Le bureau du ministre affirme que ce sont des accusations sans fondement colportées par Rebel News, site internet proche de l’extrême droite au pays qui est souvent alimenté par les complotistes. « Il n’a jamais été en faveur de la charia ni des tribunaux islamiques », a affirmé Amy Butcher, la directrice des communications du ministre.

En entrevue, M. Alghabra a dit avoir l’habitude de composer avec des gens qui alimentent « des soupçons et des attaques sans fondement » en raison de son origine, notamment depuis qu’il s’est lancé en politique.

J’invite M. Blanchet ou tout autre député de la Chambre des communes à passer au peigne fin mes discours et mon bilan. […] J’ai toujours travaillé pour régler des dossiers, mais aussi pour bâtir des ponts entre des gens de différentes origines.

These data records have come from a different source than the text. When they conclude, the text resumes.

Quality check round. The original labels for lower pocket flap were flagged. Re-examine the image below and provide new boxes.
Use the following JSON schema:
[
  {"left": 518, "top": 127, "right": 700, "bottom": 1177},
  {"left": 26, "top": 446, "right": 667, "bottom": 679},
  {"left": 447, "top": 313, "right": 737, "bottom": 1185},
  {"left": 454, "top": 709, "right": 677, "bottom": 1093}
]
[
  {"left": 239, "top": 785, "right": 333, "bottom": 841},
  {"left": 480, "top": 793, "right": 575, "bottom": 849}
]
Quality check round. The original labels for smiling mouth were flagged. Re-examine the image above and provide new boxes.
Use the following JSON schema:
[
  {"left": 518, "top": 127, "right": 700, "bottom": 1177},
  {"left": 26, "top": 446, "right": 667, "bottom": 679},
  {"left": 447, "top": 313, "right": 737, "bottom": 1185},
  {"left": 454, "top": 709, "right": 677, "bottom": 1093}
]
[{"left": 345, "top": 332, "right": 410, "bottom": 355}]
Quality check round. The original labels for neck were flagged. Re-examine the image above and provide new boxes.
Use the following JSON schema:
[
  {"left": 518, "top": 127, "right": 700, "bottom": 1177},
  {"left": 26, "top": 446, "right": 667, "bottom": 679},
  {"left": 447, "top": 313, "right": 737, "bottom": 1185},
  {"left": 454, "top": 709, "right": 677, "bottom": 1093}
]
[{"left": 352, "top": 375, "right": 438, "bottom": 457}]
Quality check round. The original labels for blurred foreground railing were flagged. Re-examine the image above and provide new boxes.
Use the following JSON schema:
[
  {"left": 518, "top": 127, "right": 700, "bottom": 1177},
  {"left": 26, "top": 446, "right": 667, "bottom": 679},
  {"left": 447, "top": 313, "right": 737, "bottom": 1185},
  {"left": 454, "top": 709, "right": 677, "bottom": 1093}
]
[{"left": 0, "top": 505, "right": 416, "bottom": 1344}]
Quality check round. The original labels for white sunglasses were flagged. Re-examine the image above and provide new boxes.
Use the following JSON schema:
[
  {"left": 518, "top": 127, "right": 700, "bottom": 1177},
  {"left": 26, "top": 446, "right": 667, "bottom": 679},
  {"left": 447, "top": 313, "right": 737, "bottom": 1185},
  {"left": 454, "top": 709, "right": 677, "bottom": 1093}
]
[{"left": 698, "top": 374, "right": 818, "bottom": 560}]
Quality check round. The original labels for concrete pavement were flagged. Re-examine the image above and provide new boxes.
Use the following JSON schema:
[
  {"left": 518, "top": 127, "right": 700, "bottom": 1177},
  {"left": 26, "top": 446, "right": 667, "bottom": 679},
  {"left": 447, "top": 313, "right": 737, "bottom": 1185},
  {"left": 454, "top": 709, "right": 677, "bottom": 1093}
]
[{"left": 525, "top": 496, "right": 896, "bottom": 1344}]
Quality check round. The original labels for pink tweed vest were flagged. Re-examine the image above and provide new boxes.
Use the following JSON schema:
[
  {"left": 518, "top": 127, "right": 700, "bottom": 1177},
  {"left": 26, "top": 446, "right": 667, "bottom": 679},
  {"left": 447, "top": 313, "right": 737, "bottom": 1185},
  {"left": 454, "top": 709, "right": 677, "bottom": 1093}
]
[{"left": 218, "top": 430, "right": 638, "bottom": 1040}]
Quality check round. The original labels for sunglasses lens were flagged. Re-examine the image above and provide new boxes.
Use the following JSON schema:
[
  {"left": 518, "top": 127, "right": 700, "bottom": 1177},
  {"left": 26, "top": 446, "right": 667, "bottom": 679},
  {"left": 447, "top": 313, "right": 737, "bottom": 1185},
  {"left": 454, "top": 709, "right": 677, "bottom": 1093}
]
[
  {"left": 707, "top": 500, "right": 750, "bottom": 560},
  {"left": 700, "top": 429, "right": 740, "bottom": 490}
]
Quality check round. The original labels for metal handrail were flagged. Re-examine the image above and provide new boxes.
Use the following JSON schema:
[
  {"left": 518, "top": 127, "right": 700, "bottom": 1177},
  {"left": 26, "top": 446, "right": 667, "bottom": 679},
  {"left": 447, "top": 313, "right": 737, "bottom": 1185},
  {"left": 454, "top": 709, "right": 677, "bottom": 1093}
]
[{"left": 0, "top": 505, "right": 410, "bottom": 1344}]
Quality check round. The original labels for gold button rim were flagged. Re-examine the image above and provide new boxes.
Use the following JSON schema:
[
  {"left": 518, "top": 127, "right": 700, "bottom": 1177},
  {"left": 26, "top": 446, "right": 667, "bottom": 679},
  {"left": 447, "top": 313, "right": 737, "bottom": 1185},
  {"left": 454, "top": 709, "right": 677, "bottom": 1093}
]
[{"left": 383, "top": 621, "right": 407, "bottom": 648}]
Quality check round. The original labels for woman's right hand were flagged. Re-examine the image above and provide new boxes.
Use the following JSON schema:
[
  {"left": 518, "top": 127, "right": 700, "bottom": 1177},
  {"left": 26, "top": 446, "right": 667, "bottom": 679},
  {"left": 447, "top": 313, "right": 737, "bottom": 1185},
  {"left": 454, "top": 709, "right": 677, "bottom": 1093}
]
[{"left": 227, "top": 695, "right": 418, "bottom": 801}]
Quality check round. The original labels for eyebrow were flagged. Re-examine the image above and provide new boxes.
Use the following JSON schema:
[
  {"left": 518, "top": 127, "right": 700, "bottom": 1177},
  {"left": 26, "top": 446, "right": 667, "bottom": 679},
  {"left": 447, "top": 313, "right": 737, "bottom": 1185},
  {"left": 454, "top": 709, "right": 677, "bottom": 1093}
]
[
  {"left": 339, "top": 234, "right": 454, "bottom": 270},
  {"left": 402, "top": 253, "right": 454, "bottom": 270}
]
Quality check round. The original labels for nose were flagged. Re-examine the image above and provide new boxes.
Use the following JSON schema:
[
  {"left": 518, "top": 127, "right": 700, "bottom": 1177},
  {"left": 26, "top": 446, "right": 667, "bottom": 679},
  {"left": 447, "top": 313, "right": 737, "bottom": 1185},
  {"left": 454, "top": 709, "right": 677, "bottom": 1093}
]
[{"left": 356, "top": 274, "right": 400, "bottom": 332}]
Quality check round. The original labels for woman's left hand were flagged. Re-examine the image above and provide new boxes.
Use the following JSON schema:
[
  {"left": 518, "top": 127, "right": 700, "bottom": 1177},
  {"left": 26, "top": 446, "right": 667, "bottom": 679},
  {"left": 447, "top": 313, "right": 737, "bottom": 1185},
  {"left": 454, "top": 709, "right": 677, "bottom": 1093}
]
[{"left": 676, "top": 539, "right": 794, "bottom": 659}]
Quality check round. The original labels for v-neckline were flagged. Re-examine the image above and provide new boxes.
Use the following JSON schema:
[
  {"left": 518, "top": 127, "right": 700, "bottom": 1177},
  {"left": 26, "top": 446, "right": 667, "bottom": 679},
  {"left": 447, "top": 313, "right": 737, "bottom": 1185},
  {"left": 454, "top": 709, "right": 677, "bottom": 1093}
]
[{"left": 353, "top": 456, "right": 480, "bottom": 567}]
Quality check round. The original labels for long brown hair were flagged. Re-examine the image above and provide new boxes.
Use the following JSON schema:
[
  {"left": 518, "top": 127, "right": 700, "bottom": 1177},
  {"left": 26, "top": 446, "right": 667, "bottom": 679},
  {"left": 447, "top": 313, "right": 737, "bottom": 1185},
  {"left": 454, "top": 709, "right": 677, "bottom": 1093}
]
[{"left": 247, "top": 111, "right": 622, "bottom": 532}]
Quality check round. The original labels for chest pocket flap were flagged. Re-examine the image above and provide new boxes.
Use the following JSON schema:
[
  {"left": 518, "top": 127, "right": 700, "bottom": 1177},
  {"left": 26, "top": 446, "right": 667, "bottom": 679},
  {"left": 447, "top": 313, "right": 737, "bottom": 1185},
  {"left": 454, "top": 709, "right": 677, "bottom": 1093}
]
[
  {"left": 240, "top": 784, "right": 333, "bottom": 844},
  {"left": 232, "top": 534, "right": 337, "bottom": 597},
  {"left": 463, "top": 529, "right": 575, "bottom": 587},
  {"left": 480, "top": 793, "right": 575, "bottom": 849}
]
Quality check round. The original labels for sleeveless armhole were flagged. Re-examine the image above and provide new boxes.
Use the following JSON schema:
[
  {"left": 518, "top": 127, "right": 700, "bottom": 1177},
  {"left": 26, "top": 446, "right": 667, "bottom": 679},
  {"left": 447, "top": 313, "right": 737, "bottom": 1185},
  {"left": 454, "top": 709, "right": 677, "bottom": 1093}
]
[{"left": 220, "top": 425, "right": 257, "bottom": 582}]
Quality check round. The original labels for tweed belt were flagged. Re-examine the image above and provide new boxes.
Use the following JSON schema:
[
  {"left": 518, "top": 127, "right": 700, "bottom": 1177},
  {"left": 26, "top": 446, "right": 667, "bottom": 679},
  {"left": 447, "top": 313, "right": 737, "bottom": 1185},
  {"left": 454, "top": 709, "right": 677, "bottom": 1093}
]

Omar Alghabra, ministre fédéral des Transports, en entrevue avec La Presse

Il a notamment souligné son initiative, lancée en 2016, de réunir des députés de confession juive et musulmane à Ottawa pour partager un souper de Noël afin de discuter des valeurs qui les unissent et de rejeter à l’unisson l’intolérance – une rencontre qui a eu lieu cette saison encore, mais par Zoom, en raison de la pandémie.

Blanchet se défend

Dans un courriel envoyé par son bureau à La Presse, le chef du Bloc québécois, Yves-François Blanchet, s’est défendu d’avoir attaqué injustement le nouveau ministre.

« J’ai soulevé des questions légitimes en démocratie quant à des positions passées du nouveau ministre des Transports relativement à l’application de la loi islamique [charia] en matière de droit familial, avec ce que cela implique pour les droits des femmes, ainsi que sur son opposition à l’inscription du Hamas sur la liste des groupes terroristes alors qu’il dirigeait la Fédération canado-arabe », a affirmé M. Blanchet.

« Non seulement le Parti libéral refuse-t-il que le ministre réponde aux questions, mais il tente aussi de censurer le simple fait de les poser. Les libéraux de Justin Trudeau craignent-ils de s’en remettre au jugement des Québécois et des Canadiens ? », a-t-il ajouté.